図5に示すように、参考実施例に係る成膜装置100は、複数のプラズマガン7の配置が上記成膜装置1(
図3参照)と異なる点で相違する。
【0049】
具体的には、複数のプラズマガン7は、X軸正方向からX軸負方向に向かう方向(成膜材料Maに対向する方向)から見て、所定間隔で直列的にZ軸方向に沿って並設されていると共に、第1プラズマガン7Rに対し出射方向を前方とした場合の右側に第2プラズマガン7Lが並ぶように配置されている。換言すると、複数のプラズマガン7は、出射方向を前方としたときの左側から順で第1プラズマガン7R及び第2プラズマガン7Lが並ぶ、いわゆるRL配置構造を有している。
【0050】
このように構成された成膜装置100において、隣接する一対の成膜材料Maは、互いに寄せ合うように配置されている。

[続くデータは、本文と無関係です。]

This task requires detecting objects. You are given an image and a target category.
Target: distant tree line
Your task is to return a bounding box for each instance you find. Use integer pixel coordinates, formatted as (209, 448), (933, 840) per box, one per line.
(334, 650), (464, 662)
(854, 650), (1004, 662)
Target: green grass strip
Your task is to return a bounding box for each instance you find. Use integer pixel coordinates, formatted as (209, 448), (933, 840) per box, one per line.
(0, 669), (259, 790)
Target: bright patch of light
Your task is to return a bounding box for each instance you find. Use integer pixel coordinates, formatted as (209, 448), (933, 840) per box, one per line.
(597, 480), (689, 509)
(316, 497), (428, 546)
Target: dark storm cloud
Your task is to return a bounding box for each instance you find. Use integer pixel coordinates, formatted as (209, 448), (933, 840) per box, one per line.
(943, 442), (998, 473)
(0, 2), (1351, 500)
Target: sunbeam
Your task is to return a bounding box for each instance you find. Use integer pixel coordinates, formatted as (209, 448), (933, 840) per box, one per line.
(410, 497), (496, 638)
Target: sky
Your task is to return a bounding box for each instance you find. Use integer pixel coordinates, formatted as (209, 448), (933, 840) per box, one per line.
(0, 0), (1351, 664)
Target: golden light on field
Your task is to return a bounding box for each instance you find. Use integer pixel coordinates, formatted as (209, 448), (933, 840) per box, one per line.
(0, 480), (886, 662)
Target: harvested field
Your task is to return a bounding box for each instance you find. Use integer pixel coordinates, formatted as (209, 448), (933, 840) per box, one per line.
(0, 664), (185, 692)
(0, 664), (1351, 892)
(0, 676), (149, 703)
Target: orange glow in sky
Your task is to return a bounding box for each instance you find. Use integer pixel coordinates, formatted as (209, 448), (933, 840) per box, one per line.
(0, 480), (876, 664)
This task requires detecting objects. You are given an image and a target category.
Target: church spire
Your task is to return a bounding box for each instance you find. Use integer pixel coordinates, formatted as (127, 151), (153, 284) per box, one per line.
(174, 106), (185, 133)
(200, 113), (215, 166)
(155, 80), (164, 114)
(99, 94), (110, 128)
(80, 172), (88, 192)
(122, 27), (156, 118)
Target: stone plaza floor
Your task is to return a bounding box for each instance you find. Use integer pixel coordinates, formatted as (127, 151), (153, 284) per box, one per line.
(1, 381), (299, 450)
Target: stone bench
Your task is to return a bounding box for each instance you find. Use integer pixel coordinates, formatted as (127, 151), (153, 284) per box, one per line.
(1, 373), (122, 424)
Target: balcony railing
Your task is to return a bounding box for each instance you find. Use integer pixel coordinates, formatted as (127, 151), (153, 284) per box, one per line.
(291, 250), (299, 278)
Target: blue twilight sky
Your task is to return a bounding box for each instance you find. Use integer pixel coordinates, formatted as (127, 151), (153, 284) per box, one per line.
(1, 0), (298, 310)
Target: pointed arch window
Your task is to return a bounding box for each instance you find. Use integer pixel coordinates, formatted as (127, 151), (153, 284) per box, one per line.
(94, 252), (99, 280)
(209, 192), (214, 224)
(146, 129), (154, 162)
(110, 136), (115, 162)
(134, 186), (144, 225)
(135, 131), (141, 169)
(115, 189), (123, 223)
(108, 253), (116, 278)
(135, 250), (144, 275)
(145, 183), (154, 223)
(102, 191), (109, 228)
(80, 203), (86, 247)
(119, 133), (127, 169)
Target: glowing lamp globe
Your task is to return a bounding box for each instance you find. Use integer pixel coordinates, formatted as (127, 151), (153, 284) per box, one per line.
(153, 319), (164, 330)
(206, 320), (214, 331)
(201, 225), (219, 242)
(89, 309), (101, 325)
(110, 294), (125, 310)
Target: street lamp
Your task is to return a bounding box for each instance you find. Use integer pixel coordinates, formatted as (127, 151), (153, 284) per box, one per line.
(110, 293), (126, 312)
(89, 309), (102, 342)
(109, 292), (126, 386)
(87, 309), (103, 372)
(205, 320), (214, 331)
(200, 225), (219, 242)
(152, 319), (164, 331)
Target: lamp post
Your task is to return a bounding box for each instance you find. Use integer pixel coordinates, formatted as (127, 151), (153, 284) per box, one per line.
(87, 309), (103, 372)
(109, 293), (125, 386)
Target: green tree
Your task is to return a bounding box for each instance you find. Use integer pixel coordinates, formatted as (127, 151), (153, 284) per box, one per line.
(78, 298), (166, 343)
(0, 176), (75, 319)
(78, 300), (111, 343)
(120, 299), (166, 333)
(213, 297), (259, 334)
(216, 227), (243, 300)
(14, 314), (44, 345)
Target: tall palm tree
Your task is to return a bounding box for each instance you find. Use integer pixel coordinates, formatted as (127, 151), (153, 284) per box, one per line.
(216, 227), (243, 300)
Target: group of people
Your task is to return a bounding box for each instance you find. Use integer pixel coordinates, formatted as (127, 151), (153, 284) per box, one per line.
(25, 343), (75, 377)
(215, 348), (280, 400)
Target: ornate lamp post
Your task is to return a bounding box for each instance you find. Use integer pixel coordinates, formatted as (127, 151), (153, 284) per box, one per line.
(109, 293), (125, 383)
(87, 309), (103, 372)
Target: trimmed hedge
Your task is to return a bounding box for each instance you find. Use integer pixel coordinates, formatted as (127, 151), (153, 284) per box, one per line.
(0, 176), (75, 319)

具体的には、X軸正方向からX軸負方向に向かう方向から見て、第1プラズマガン7Rに対応する成膜材料Ma(ハース部20)の中心位置が、プラズマビームPの出射軸PLに対しZ軸方向に沿って第2プラズマガン7L側に所定距離dZずれるように配置されていると共に、第2プラズマガン7Lに対応する成膜材料Ma(ハース部20)の中心位置が、プラズマビームPの出射軸PLに対しZ軸方向に沿って第1プラズマガン7R側に所定距離dZずれるように配置されている。
【0051】
所定距離dZは、上記成膜装置1と同様に、プラズマビームPが成膜材料Maに照射されるように旋回半径R,rに基づいて設定でき、上記(2)により設定できる。なお、成膜材料Ma(ハース部20)がずれるように配置されるのに代えて若しくは加えて、第1及び第2プラズマガン7R,7Lがずれるように配置されていてもよい。なお、プラズマガン7及び成膜材料Maの少なくとも一方は、上記成膜装置1と同様に、プラズマビームPの出射軸PL上から成膜材料Maの中心位置がずれるように相対移動可能に構成されてもよい。
【0052】
以上、参考実施形態に係る成膜装置100では、いわゆるRL配置構造を有する場合でも、プラズマビームPが成膜材料Maに照射されるようにプラズマビームPの出射軸PL上から成膜材料Maの中心位置がずれて配置されていることから、プラズマビームPを成膜材料Maに確実に照射させる(当てる)ことができ、成膜材料Maを好適に蒸発させて成膜対象物11に確実且つ適正に成膜可能となる。
【0053】
以上、本発明の好適な実施形態について説明したが、本発明は上記実施形態に限られるものではなく、各請求項に記載した要旨を変更しない範囲で変形し、又は他のものに適用したものであってもよい。
【0054】
例えば、上記実施形態の成膜装置1では、プラズマガン7を3つ備えているが、2つ備えていてもよいし、4つ以上備えていてもよい。また、上記実施形態の成膜装置1では、複数のプラズマガン7がいわゆるLLR配置構造を有しているが、これに限定されるものではない。複数のプラズマガン7は、成膜材料Maと対向する方向から見て、以下の配置構造を有していてもよい。
【0055】
すなわち、例えばプラズマガン7を3つ備える場合には、出射方向を前方としたときの左側から順に、第2プラズマガン7L、第1プラズマガン7R及び第1プラズマガン7Rが並設された配置構造(いわゆるLRR配置構造)を有していてもよい。例えばプラズマガン7を2つ備える場合には、第2プラズマガン7L及び第1プラズマガン7Rが並設された配置構造(いわゆるLR配置構造)を有していてもよい。さらには、例えばプラズマガン7を4つ備える場合には、LLLR配置構造、LLRR配置構造、LRRR配置構造を有していてもよい。要は、第1プラズマガン7Rに対し出射方向を前方とした場合の右側に第2プラズマガン7Lが並ばないように配置されていればよい。
【0056】
また、上記実施形態では、プラズマ蒸発装置を成膜装置1に適用したが、これに限定されるものではない。例えば、本発明は、酸化マグネシウムや酸化アルミニウム等の酸化物としての蒸発材料を分離させるために当該蒸発材料をチャンバ内でプラズマビームによって蒸発させる還元装置へも適用できる。